BVH – Bounding Volume Hierarchy. Any mesh object can be simply represented with a cube that completely encloses its extremities. Smaller mesh component objects a complex object can be represented in cubes of their own, grouped and enclosed by larger cubes nested inside each other.
Compute Unit – is (approximately) a group of GPU cores that share their own rendering units and cache. A GPU will have multiple compute units.
DAG – Directed Acyclic Graph. A hierarchical list of nodes where the relationship is flowing in one direction (eg: from parent to child or parent to grandchild, never from child to parent etc.). A child may have more than one parent.
HZB – Hierarchical depth buffer
Interpolation – Creating new values between two known values in even steps.

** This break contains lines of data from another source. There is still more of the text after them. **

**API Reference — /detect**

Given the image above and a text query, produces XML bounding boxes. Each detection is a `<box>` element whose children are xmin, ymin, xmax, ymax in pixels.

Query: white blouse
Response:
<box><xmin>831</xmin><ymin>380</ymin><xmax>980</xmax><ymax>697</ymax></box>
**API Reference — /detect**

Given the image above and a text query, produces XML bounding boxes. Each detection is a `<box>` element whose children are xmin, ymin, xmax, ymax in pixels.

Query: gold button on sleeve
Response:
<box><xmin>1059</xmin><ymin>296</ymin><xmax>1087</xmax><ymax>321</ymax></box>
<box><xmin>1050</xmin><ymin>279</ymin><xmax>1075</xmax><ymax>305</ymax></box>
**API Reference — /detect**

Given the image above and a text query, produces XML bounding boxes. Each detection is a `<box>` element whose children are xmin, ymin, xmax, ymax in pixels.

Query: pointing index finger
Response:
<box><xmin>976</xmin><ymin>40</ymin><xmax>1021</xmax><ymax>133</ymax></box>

LOD – Level of Detail – related to the amount of detail stored in a version of a 3D model. Distant objects do no require as much detail as nearby objects. Related to Mipmap.
LZ – Lempel-Ziv compression replaces repeating blocks of byte aligned data with a short reference code. It is a straight-forward, simple, lossless compression technique used to reduce stored data sizes.
Mesh – a three dimensional net composed of a collection of evenly distributed points that are interpreted as vertices, edges, and faces according to context. A mesh can be moulded into any shape and is normally made visible by painting the surfaces with images or colours.
MIP – An acronym for a Latin phrase: Multum in Parvo, meaning “much in little”. Usually used as Mipmap or MIP level.
Mipmaps – a size-ordered list of progressively lower resolution images. Each rectangular image is half the size of the one before. Related to LOD.
ROP – Raster Operations
SRV – Shader Resource View
Shader – A small program used to render pixels, usually as a fragment of a larger image. There are specific shaders to produce specific outputs, for example ray-traced or vertex shading. Each type of shader will require its own specific type of source data to work with.